Release DetailsLABEL N/A
RELEASED ON 10/1/2006
From The Ashes
posted on 1/2007 By:
From the Ashes comes to you from Fort Lauderdale, Florida, and the band makes no attempt at hiding the fact that their plan is to break through into mainstream music. Led by vocalist/lead guitarist Matt Wilkof, this release is a sumptuously thrown together riff fest that boasts of guitar work screaming loud and proud with catchiness and hook. Anything from thrashy gallops to some punchy chunks, to some speedier picking patterns that flow along with some well-played and energetic double kick. Addictive melodic interchanges are heavily used to help the songs transition from part to part, and they're beautifully placed throughout the album’s entirety. The refreshing taste within the lead work definitely shows a sense of someone trying to bring simple yet very effectual melodic tones to the limelight, but they also hold an aspect of flare, proving Wilkof is a student of the axe. Also prevalent are many moments that flaunt some nice acoustic work – including a couple of ballads that cry for the airwaves and really add a sense of variety to the album as a whole.

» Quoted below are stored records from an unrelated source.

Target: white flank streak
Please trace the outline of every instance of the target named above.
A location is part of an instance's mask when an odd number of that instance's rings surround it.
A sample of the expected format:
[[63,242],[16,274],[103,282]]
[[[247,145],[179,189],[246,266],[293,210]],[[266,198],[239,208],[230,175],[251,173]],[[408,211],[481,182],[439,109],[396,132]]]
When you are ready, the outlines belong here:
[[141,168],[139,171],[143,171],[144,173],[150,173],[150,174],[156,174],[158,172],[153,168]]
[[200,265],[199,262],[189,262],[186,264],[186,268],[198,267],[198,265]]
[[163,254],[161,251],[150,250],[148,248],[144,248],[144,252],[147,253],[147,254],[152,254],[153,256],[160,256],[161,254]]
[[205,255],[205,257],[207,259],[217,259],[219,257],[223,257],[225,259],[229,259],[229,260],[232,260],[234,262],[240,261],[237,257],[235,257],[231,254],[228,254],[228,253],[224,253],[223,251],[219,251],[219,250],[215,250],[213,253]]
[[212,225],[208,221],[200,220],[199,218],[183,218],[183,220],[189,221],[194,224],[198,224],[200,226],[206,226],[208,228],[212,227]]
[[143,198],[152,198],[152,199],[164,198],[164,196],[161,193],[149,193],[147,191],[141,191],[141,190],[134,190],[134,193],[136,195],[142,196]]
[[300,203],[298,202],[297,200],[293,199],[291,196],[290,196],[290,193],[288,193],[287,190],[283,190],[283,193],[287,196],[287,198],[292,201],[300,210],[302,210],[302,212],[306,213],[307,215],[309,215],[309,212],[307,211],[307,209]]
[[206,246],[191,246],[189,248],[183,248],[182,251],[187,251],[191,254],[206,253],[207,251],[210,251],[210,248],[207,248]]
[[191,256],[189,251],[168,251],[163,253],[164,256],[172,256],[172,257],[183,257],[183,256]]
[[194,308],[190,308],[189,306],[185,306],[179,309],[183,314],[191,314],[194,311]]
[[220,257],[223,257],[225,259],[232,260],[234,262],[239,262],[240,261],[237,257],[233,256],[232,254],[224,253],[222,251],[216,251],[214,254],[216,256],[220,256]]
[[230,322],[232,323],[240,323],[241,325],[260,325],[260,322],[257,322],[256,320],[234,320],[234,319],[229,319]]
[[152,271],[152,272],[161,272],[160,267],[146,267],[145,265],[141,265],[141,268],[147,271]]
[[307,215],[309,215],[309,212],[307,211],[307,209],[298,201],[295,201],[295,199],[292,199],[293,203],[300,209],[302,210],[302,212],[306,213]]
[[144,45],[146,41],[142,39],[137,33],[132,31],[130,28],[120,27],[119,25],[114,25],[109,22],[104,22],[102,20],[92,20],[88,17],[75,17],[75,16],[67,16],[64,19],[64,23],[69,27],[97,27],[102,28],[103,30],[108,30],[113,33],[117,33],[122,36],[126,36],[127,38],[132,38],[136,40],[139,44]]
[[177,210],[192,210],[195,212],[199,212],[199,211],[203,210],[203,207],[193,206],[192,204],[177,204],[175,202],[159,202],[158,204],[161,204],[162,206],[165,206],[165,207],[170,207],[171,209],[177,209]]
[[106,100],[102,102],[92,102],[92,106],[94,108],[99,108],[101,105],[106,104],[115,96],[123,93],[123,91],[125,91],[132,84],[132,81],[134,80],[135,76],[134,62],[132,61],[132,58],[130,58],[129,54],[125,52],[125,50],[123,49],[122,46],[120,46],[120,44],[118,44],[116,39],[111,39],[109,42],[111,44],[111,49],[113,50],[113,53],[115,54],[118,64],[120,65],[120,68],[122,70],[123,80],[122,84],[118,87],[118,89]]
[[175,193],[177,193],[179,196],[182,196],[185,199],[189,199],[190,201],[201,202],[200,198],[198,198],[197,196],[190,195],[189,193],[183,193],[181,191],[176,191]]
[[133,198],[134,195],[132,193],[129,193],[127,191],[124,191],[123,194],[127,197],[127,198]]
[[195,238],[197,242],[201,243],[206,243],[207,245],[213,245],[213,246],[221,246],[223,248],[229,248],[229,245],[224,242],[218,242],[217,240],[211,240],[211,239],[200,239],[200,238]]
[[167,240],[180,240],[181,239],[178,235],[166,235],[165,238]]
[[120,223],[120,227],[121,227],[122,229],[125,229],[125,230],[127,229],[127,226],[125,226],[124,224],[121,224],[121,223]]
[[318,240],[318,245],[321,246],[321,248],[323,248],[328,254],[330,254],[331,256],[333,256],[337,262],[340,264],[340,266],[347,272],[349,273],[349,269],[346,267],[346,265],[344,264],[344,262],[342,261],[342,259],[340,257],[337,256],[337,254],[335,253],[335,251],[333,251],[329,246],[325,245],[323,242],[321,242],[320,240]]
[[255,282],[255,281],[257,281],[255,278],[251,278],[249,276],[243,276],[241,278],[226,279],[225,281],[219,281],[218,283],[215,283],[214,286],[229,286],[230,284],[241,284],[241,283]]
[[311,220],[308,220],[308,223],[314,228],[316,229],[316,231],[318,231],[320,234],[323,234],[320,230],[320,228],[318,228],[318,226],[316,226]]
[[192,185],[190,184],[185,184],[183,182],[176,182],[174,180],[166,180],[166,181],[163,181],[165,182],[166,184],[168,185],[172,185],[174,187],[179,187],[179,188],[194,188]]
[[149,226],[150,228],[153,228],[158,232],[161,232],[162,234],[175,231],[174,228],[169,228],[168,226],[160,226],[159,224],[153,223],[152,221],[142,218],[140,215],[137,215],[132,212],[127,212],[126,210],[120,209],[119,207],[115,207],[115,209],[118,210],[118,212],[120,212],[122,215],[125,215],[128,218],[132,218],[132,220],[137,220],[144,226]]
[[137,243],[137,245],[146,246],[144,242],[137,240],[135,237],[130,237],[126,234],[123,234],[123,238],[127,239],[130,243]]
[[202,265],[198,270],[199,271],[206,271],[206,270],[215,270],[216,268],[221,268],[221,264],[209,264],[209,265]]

Wilkof’s vocals are undoubtedly as impressive as his axe work. What I’m hearing is a style that mixes the grittiness of a Rob Flynn (Machine Head), sprinkled with a pinch of Chris Cornell's higher pitched croon (Audioslave, ex-Soundgarden) and a dash of latter day Russ Anderson (Forbidden's Green-era). But to leave it at that would be an insult, as the end result is fresh to the ear and will surely please fans that are fed up with the cookie cutter growls all the time. To be frank, the boy can sing, and he sings well. The rhythm department is brought forth by the tight drumming of Angel Hernandez and competent bass work of Das Hass. Their tenacious connection suits the songs well by showing off enough flavor to give the songs the necessary backbone, yet they don't take anything away from the album’s strongest facets – the riffs and the vocals. But you’d damn well better make sure and turn your bass knob down a tad before you press play, because the low end thump is sure to rattle anything not locked down in your listening area.
All in all there are some pretty decent songs to be heard on Awakened with only a few stinkers, and this is a fine metal album that teeters on the edge of where the underground and mainstream conjoin. From the Ashes have made quite a splendid attempt at writing a hook snaring album that, while it may be a bit too heavy for the radio, is as easily digestible as anything heard on your FM dial. But at the end of the day the album still has enough underground bite to please fans like me who avoid FM radio like the plague. Listeners of Machine Head, Non-Point, and even Disturbed will enjoy this quite a bit.